The business of politics

Kurt Summers in Chicago
Since taking office in 2014, Kurt Summers, BSBA '00. has transformed Chicago's treasury office. Courtesy photo

As treasurer of the third-largest city in the U.S., Kurt Summers, BSBA ’00, has a $7 billion investment portfolio under his charge, and he represents nearly 3 million people. He says he is driven to bring change to Chicago, specifically to traditionally underserved neighborhoods in the city.

“You have to always remember your ‘why,’ and you have to stay true to that,” Summers says. “My ‘why’ might be that 7-year-old kid on the South Side of Chicago who wants to know why his neighborhood looks different from other neighborhoods — or why his folks have to deal with poverty and violence and economic inequality — and I want to answer the ‘why’ for that kid.”

Summers, who was appointed in 2014 by Mayor Rahm ­Emanuel and won his first full term the following year, has ­entirely revamped the way his office is viewed.
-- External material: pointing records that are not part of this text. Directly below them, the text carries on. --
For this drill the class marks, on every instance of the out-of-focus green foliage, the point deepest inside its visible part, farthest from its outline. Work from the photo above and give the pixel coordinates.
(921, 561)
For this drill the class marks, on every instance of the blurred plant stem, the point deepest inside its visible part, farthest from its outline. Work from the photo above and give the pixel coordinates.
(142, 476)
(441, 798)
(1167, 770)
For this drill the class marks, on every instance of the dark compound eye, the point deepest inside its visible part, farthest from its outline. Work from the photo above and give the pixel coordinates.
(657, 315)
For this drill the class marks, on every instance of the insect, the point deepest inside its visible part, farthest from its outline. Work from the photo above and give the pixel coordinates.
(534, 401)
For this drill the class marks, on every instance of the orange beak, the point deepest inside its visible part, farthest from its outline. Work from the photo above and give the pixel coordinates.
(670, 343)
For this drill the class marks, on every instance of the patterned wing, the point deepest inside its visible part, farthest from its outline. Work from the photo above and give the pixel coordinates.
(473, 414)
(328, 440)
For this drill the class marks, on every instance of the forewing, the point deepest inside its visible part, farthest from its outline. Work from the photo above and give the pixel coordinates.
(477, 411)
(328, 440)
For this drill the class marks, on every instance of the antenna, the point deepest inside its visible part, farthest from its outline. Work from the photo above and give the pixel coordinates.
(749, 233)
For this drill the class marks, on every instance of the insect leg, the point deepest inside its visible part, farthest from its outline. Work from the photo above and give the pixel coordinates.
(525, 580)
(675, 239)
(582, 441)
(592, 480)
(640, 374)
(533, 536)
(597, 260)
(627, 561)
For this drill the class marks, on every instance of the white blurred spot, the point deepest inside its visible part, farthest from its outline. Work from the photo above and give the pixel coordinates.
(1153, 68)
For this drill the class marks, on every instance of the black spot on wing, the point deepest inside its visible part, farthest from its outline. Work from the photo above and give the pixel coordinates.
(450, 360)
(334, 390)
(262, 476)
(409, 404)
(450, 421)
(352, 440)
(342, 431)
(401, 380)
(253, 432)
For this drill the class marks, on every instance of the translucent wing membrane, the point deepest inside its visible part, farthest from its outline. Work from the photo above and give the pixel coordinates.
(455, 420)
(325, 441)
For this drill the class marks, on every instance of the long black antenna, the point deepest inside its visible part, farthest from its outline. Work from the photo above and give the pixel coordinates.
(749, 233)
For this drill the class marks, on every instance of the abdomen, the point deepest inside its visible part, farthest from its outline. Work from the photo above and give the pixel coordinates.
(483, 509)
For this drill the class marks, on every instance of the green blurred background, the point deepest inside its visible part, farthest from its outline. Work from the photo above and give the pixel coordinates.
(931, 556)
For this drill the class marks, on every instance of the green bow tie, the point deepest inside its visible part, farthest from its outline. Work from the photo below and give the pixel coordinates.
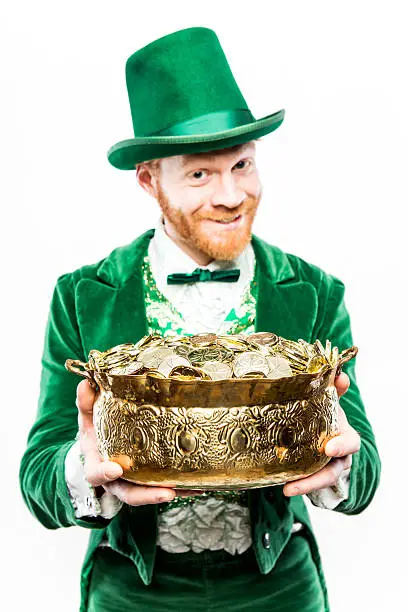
(226, 276)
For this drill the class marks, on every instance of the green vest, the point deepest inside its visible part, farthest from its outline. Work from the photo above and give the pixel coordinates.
(102, 305)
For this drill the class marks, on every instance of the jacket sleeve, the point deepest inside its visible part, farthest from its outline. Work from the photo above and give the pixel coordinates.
(366, 466)
(42, 468)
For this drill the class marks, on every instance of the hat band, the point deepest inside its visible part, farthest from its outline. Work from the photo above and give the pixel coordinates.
(207, 124)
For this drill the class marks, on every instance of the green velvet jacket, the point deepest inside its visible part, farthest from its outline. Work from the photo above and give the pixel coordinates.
(102, 305)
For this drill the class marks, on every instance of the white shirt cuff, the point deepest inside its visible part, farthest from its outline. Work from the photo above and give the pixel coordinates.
(330, 497)
(82, 494)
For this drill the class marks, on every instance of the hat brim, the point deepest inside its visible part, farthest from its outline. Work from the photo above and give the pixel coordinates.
(125, 154)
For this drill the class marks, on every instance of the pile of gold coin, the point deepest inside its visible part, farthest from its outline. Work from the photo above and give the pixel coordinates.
(214, 357)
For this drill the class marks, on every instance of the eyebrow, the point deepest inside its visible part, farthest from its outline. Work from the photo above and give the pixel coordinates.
(193, 159)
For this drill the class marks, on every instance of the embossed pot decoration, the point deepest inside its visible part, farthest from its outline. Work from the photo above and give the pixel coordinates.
(218, 434)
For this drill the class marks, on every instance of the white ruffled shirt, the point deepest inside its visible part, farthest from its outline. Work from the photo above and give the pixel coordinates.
(207, 523)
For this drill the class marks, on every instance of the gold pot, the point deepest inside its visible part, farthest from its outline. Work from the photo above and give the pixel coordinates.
(215, 434)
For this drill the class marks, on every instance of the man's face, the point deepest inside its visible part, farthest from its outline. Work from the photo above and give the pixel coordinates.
(209, 200)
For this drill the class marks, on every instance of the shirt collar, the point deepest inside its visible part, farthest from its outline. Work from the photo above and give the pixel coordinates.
(171, 258)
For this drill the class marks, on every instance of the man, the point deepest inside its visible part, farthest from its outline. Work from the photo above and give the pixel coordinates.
(194, 152)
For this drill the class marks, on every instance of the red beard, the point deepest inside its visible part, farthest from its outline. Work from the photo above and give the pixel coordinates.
(224, 245)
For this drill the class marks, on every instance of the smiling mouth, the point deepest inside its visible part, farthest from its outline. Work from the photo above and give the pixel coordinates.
(226, 221)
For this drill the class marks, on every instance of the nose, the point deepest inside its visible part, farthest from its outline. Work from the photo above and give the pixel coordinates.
(226, 192)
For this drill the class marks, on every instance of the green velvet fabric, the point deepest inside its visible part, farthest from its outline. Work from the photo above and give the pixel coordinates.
(184, 99)
(101, 305)
(208, 581)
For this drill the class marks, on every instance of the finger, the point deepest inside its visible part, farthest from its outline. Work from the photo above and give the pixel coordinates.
(346, 443)
(326, 477)
(138, 495)
(188, 492)
(85, 401)
(98, 472)
(342, 383)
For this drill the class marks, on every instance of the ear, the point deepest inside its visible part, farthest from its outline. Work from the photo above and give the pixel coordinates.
(146, 176)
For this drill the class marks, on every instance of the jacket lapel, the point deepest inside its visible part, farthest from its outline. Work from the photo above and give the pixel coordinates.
(111, 308)
(286, 305)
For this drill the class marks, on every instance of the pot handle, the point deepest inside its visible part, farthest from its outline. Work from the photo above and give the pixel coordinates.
(346, 356)
(71, 364)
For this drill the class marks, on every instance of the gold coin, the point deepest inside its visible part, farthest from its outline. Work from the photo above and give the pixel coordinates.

And he has more than doubled the revenue the city has created out of the ­treasurer’s office in the past.

In 2017, he launched the Chicago Community Catalyst Fund — a community-focused investment effort that will expand access to capital in Chicago’s low- and moderate-income neighborhoods with $100 million in seed funding from the city, leveraged for an additional $200-$300 million in ­private-sector dollars.

A little over six months later, Summers announced his plans to put all of Chicago’s investments through an environmental, social and governance screening process to ensure that the investments are sustainable and ethical; Chicago is the largest city in the country to take this step.

Plus, under Summers’ leadership, Chicago hopes to become the largest city to both be a signatory of the United Nations Principles for Responsible Investment and have a carbon-­neutral portfolio by 2020.

“I think we’ve changed this office from being a sleepy little investment office on the first floor of City Hall to saying, ‘Look, we have a large pool of capital that traditionally hasn’t been leveraged in ways to help drive investment in neighborhoods, to help drive public policy, to help drive and leverage outside interest in areas that have struggled from disinvestment for decades,’” Summers says. “We’re now doing that with this ­platform — with this portfolio — and we’re asking ­questions about where our investments go.”

While at WashU, Summers, a finance and international ­business double-major, never imagined he’d end up in ­politics. But Patrick Moreton, senior associate dean for graduate programs in Olin Business School, who taught Summers in a competitive-strategy course, is not surprised by Summers’ career.

“Kurt had that kind of outgoing personality, and he was a ­really, really good relationship-builder — he had a ­natural grace at it,” says Moreton, whose class had a big impact on ­Summers. “He did a good job of connecting to the business world as well as to community service and keeping both on the same plane, so that they weren’t opposites or somehow unrelated.”

After graduating, Summers continued bringing business and community service together. He worked for a global ­management consulting firm before receiving the Dunn ­Fellowship to work as an aide to the Illinois governor’s chief of staff. He went on to earn his MBA from Harvard Business School in 2005 and later served as chief of staff to the Cook County board president and trustee of the $9 ­billion Cook County ­pension fund. In 2009, Summers also served as chief of staff for Chicago 2016, the city’s bid for the 2016 ­Summer Olympic Games. Before becoming city treasurer, he was senior vice ­president at Grosvenor Capital Management, where he ­oversaw the investment of more than $2 billion in minority- and women-owned firms.

When Summers looks back over his career, he credits WashU “tremendously” for cultivating his love of finance and his desire to be engaged in the broader society.

“On a campus like WashU’s, you interact with all kinds of people. You learn different perspectives, and you learn that the world’s very big,” Summers says. “That’s a great lifelong lesson that I am thankful for learning at WashU.”